My immediate response: For heaven’s sake, just quit seeking out and reading writing advice. Why is that hard?
I don’t honestly understand why that’s hard, but if it’s hard, then disconnect from writing blogs / social media / the whole internet and there you go, poof! Suddenly you will be reading a lot less advice about everything, including writing.
Personally, I sort of like books about writing, but I don’t find them helpful, just interesting. But if you keep wanting to read these books and keep wanting to try to take the advice contained within and this is getting in your way, then give all those books away.
Nobody is coming to your home, stomping through your door, and shouting writing advice at you in person, probably. So if you don’t want writing advice, then quit seeking out advice.
I’m really curious about what else this post might suggest. Let me take a look …
Okay: How to set aside the cacophony of writing advice? Here are the suggestions, summarized:
A) Stop fearing that you’re missing out on something important.
It’s highly unlikely you’re going to miss out on a piece of valuable information or knowledge that would dramatically change your writing fortunes … It’s more likely, in fact, you’re going to come across harmful information from people who have no business giving you advice. Most important, a lot of the lessons to be learned about writing come from doing it, from the practice, from showing up. So that’s priority number-one. Everything else is secondary to supporting that effort.
That’s absolutely true.
B) If you feel you have to seek advice, pick a couple people whose opinion you trust and focus on their advice.
That seems like a good suggestion.
C) Most writing advice is despensible.
This is not to discount the many wonderful newsletters, blogs, social media accounts, podcasts, and so on that offer advice. But … if it’s not bringing you joy, if it’s not something you actively look forward to (and especially if it’s something that feels anxiety producing or a burden), it’s time to let go of it.
Absolutely, and as far as I’m concerned, that goes for everything online. This is the part that I thought of first: just quit seeking out and paying attention to writing advice.
D) Quit worrying about making mistakes.
There are some writers I meet who simply fear messing up and try to gather as much advice as possible before they even begin. Unfortunately, the writing process is more or less defined by messing up and starting over. Writing is revising. Good writing advice can help you avoid the serious pitfalls, or bring clarity to a confusing process, but creative work of any kind is going to involve countless bad ideas. It’s important to work through the bad stuff to get to the good stuff. (And hopefully you’ve gained enough self-awareness to know when you’ve moved past the bad into the good.)

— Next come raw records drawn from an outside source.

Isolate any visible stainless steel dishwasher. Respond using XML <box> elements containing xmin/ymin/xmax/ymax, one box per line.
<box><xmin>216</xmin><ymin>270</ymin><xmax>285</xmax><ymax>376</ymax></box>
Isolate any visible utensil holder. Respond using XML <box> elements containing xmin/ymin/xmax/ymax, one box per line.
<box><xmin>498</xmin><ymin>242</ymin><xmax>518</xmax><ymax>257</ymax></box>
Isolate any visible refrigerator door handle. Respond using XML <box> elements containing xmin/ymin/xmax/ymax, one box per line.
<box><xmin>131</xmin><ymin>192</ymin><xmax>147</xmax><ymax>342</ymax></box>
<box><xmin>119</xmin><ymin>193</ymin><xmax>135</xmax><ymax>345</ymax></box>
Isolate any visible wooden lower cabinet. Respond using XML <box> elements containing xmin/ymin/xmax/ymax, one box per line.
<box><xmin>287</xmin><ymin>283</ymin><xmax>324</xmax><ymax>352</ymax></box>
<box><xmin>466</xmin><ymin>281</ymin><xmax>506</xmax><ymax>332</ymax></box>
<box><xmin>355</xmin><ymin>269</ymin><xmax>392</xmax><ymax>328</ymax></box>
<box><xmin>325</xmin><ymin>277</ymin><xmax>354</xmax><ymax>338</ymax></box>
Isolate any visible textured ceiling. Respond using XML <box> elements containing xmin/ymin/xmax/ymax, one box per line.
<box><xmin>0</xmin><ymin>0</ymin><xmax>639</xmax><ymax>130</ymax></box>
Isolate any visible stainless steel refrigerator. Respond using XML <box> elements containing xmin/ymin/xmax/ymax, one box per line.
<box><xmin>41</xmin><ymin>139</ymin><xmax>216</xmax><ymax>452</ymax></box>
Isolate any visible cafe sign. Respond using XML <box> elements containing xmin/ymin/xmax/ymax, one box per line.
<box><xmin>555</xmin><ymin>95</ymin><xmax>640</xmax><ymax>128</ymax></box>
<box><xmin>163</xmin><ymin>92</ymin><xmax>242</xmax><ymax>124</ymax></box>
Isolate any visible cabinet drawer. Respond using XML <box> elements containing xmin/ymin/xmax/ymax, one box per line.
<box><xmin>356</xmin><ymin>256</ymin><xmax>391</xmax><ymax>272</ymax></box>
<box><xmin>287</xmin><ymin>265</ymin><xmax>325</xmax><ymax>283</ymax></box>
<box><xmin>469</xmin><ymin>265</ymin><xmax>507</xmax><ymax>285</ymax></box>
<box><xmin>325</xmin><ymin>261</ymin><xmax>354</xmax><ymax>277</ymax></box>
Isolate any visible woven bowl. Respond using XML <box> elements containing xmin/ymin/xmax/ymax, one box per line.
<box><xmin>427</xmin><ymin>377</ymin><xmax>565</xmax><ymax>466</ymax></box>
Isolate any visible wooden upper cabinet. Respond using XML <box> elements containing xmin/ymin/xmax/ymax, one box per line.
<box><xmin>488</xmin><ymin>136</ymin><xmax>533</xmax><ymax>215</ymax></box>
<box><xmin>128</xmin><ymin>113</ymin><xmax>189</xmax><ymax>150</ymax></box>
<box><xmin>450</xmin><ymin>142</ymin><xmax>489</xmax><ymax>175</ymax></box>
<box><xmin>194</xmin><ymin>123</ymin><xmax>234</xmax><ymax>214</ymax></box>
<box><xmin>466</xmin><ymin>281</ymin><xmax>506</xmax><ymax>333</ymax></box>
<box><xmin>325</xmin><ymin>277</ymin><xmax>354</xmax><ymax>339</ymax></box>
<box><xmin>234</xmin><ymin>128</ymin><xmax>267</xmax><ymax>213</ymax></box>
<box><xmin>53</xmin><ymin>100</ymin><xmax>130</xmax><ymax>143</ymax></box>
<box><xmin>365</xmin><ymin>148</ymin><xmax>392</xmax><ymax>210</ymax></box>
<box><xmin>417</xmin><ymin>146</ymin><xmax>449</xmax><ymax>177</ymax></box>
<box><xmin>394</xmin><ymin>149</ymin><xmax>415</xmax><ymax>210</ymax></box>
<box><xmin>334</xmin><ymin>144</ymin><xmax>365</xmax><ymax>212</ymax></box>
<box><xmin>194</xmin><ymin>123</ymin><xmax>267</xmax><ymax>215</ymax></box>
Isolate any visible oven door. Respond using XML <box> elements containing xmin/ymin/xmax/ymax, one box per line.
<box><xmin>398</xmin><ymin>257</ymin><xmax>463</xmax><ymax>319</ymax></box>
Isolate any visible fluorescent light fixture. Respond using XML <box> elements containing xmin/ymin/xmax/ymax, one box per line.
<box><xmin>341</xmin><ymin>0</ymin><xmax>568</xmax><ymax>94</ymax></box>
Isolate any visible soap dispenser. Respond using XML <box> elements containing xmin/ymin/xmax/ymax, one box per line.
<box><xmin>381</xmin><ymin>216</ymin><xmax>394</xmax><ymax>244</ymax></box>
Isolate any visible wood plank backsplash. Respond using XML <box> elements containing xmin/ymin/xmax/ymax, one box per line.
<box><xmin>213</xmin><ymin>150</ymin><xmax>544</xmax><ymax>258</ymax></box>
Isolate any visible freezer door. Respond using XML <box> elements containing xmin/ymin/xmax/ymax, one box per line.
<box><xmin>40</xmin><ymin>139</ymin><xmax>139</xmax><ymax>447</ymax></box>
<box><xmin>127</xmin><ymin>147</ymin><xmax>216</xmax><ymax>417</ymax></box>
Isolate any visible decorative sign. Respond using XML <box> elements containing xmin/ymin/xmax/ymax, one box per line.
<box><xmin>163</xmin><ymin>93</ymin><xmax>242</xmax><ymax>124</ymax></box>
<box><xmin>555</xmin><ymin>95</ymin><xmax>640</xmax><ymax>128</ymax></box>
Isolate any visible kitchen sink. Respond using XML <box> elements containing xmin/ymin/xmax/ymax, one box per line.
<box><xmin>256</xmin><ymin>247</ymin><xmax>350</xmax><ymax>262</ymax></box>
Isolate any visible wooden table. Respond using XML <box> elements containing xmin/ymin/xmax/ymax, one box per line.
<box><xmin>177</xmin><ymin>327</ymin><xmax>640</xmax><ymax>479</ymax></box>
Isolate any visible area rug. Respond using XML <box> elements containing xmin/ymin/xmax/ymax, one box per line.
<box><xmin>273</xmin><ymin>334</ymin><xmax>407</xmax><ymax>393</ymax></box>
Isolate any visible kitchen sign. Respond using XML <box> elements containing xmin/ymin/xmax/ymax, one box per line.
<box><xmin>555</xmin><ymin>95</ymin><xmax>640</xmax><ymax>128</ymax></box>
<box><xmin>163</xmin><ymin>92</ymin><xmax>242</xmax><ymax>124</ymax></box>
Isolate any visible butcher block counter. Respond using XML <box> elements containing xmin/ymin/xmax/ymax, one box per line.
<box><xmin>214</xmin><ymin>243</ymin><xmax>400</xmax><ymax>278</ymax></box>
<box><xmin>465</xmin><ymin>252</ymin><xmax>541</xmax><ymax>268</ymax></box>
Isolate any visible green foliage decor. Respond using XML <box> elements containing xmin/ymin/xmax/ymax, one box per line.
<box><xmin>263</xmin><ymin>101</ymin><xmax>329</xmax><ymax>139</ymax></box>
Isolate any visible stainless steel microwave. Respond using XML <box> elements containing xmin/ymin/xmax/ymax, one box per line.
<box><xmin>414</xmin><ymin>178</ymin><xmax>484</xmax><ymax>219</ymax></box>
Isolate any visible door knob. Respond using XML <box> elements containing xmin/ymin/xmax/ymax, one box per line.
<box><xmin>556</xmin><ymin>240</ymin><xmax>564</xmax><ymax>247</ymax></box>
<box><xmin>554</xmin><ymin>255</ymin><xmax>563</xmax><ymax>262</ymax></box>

E) If you’re avoiding writing by reading about writing, why?
Writing is hard work, says Jane Friedman, and of course that’s true. I agree that probably reading about writing might be an avoidance method, just like almost anything else.
F) Don’t focus now on writing problems that might someday be relevant.
Now THAT is good advice.
Now, if only it were possible to say: Just quit listening to advice about marketing and do marketing yourself! Alas, I don’t thing that’s especially likely to work out.